La influencia de esa radio trasciende lo musical. Moldeó formas de hablar, de relacionarse, de entender el humor. Creó códigos generacionales que aún perduran: basta con mencionar a Carlota Larota en una reunión de cincuentones para que se desate una cascada de recuerdos y sonrisas cómplices. Son los padres que hoy ponen música de los ochenta en el carro y sus hijos no entienden por qué se emocionan tanto con «Don’t Stop Believin'» o «Billie Jean».

También definió una forma particular de consumir entretenimiento: la paciencia de esperar a que sonara la canción favorita, la emoción de grabar en casete los conteos semanales, la frustración de perderse el final de una canción porque se acabó la cinta. Vivieron el último momento de la humanidad en que no era posible acceder instantáneamente a cualquier canción del mundo.

Económicamente, esa generación fue la primera que tuvo poder adquisitivo juvenil en Colombia. Sus padres, hijos del crecimiento económico de los sesenta y setenta, les podían comprar transistores, casetes, discos de vinilo. Fueron el mercado que hizo viable la radio juvenil, pero también el producto que esa radio ayudó a crear: consumidores culturales sofisticados, abiertos al mundo, pero con los pies puestos en la realidad nacional.

Hoy, cuando los algoritmos de Spotify nos conocen mejor que nosotros mismos, cuando tenemos acceso inmediato a toda la música del mundo, esa generación de los transistores sigue buscando esa sensación que solo daba la radio en vivo: la sorpresa, la serendipia, la posibilidad de descubrir algo nuevo sin haberlo buscado.

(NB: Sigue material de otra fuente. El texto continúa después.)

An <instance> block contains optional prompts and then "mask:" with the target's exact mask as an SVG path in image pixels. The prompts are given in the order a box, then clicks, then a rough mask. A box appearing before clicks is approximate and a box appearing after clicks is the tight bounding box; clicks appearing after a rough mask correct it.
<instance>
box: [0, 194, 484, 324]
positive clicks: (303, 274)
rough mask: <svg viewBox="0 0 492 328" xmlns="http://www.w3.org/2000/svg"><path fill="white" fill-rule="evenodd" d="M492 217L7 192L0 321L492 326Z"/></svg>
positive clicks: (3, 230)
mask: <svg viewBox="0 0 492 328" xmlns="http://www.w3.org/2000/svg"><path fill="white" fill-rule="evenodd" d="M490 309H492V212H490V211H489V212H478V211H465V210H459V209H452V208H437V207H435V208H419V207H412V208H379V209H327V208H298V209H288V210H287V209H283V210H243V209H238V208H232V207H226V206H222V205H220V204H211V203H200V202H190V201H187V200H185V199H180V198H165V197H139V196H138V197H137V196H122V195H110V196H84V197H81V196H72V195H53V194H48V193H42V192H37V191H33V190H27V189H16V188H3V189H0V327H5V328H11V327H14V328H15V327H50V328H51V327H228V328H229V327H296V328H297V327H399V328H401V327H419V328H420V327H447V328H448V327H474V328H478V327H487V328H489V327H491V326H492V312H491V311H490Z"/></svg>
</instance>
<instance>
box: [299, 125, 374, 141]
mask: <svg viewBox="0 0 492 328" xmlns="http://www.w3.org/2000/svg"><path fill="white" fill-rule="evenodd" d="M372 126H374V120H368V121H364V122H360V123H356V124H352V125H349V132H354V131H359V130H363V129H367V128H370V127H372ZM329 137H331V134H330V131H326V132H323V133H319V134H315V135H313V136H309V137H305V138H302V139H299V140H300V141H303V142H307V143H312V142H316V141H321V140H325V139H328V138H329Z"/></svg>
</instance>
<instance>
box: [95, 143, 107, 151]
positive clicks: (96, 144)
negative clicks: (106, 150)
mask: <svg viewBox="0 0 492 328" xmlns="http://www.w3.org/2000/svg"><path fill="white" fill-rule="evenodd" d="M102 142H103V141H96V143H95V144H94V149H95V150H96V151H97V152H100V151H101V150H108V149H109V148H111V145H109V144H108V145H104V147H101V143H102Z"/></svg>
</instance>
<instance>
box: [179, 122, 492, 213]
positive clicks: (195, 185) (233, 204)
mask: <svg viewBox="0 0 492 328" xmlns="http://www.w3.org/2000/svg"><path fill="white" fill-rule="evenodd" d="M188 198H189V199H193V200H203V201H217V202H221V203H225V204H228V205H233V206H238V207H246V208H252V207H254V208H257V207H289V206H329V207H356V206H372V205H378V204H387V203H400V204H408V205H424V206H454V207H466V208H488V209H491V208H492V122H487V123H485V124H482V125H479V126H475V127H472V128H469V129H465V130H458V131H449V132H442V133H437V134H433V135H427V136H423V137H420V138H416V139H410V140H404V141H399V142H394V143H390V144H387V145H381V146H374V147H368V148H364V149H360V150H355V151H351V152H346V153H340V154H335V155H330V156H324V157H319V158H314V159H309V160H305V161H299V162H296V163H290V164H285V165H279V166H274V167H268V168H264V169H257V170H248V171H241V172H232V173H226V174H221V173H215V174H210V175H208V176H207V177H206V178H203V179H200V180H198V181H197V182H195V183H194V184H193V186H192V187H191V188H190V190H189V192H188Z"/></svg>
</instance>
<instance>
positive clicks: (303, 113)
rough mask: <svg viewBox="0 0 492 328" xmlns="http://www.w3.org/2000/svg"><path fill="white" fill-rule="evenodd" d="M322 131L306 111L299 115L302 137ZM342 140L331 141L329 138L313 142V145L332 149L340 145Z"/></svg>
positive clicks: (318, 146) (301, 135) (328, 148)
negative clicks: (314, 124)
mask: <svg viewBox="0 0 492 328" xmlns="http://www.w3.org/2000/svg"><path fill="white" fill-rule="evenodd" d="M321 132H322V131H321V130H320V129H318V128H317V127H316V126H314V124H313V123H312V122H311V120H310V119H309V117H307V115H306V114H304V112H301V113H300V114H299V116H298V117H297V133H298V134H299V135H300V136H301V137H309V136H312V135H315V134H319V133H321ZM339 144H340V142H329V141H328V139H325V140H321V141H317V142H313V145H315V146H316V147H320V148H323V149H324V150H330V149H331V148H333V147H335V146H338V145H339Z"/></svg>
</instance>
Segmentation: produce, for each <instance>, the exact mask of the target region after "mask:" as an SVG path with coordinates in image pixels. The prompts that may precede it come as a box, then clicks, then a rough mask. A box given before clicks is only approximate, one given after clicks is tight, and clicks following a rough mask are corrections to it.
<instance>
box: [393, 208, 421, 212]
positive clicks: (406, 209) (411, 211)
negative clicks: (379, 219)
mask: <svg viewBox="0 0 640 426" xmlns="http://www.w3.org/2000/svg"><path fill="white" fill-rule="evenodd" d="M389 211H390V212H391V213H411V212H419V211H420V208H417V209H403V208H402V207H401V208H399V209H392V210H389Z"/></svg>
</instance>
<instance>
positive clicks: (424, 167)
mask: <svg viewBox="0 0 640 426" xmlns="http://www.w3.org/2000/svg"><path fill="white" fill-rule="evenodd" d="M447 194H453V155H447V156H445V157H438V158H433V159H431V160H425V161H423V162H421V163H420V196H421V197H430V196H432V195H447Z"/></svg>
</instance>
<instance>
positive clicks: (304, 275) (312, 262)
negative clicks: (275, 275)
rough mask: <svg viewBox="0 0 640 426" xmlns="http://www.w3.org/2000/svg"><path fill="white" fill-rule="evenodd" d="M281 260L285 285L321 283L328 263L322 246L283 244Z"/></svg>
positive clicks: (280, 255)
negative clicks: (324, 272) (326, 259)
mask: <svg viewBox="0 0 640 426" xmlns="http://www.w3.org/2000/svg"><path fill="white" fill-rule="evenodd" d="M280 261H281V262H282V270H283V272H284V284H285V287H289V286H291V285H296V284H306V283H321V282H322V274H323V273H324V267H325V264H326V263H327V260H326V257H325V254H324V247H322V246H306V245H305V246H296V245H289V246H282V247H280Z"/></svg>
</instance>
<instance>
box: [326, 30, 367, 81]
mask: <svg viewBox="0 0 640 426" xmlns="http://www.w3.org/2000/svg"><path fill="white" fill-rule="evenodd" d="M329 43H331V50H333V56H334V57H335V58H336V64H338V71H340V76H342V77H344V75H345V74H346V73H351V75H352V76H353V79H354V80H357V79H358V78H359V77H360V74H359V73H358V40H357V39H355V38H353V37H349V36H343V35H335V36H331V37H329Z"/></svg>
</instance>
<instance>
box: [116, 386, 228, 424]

La radio juvenil colombiana de los ochenta y noventa no solo cambió la banda sonora del país: cambió la forma como una generación entera entendió lo que significaba ser joven, ser colombiano y ser ciudadano del mundo al mismo tiempo. Los que crecieron con esas voces siguen cargando ese ritmo interno, esa capacidad de encontrar música en medio del caos que aprendieron pegados a un transistor cuando el mundo era más silencioso, más lento, pero infinitamente más misterioso.